The plan, which includes each attendee receiving a mask and a bottle of hand sanitizer upon entering the track, was developed in consultation with state and local health officials.

This event weekend is highlighted by an NTT INDYCAR SERIES doubleheader, with races Friday, Oct. 2 and Saturday, Oct. 3. It will be the penultimate event of the series’ season as the field pursues the champion’s prestigious Astor Challenge Cup to be awarded Sunday, Oct. 25 at the Firestone Grand Prix of St. Petersburg.

The INDYCAR Harvest GP will pay tribute to a storied IMS event, the Harvest Classic in September 1916. The Harvest Classic was the only racing event held outside of May at IMS from 1911 through 1993. The event featured three races, all won by legendary driver Johnny Aitken.

Fans also will see a host of facility improvements during the event weekend, including more than 30 new LED video boards, refreshed concession stands and restrooms, and 5G wireless connectivity throughout the facility.
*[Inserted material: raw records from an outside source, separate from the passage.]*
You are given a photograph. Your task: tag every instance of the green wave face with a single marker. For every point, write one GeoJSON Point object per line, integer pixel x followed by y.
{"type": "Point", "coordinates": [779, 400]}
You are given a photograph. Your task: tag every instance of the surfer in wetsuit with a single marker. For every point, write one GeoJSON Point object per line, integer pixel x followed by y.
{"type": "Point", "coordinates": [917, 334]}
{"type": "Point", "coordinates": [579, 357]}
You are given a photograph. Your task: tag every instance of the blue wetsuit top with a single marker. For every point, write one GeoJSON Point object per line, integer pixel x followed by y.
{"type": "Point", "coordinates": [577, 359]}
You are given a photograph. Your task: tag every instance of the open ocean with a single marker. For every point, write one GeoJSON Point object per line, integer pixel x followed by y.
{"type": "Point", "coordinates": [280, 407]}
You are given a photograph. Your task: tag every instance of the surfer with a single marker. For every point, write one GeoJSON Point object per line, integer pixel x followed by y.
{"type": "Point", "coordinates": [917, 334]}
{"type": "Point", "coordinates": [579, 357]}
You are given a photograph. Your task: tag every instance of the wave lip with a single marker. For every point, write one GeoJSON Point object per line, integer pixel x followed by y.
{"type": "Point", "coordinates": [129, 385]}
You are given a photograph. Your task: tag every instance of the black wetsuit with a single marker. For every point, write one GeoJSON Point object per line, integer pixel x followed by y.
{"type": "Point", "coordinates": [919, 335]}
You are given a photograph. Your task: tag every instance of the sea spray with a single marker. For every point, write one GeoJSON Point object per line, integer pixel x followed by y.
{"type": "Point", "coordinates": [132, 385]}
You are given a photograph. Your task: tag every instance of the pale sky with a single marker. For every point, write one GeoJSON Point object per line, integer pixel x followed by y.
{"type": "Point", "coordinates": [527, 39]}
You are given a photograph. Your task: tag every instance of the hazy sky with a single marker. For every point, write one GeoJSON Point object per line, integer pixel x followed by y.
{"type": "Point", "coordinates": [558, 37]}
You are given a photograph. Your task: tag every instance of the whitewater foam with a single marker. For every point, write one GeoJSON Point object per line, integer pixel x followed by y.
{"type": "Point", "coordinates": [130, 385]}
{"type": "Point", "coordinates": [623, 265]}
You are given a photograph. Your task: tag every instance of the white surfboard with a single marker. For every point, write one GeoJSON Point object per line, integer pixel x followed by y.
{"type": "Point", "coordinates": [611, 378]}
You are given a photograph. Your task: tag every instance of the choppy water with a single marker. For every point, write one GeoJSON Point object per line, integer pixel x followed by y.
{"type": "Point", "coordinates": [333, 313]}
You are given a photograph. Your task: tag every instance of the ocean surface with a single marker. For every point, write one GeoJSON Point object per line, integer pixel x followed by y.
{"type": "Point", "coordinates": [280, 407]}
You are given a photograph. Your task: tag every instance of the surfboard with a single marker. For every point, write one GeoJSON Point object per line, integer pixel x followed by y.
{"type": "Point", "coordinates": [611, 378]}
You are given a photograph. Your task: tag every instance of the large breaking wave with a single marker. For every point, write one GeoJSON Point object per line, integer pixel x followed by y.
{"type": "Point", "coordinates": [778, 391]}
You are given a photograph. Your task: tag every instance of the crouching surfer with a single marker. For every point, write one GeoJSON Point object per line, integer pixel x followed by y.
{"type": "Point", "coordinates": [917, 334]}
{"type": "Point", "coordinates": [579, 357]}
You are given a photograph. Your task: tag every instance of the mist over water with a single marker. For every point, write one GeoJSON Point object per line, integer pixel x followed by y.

The first race will air at 3:30 p.m. (ET) Friday, Oct. 2 on the USA Network. NBC will broadcast the second race at 2:30 p.m. (ET) Saturday, Oct. 3, with WTHR-13 airing the action live in Central Indiana.

Also racing that weekend will be the first pairing of two major sports car series — the Intercontinental GT Challenge Powered by Pirelli and its North American counterpart, GT World Challenge America Powered by AWS. Former Indianapolis 500 pole winner Ryan Briscoe is among the drivers in the Indianapolis 8 Hour event held Sunday, Oct. 4.

The event also will showcase drivers in SRO America’s Pirelli GT4 America, GT Sports Club America and the TC America series.

The full on-track schedule is available at IMS.com.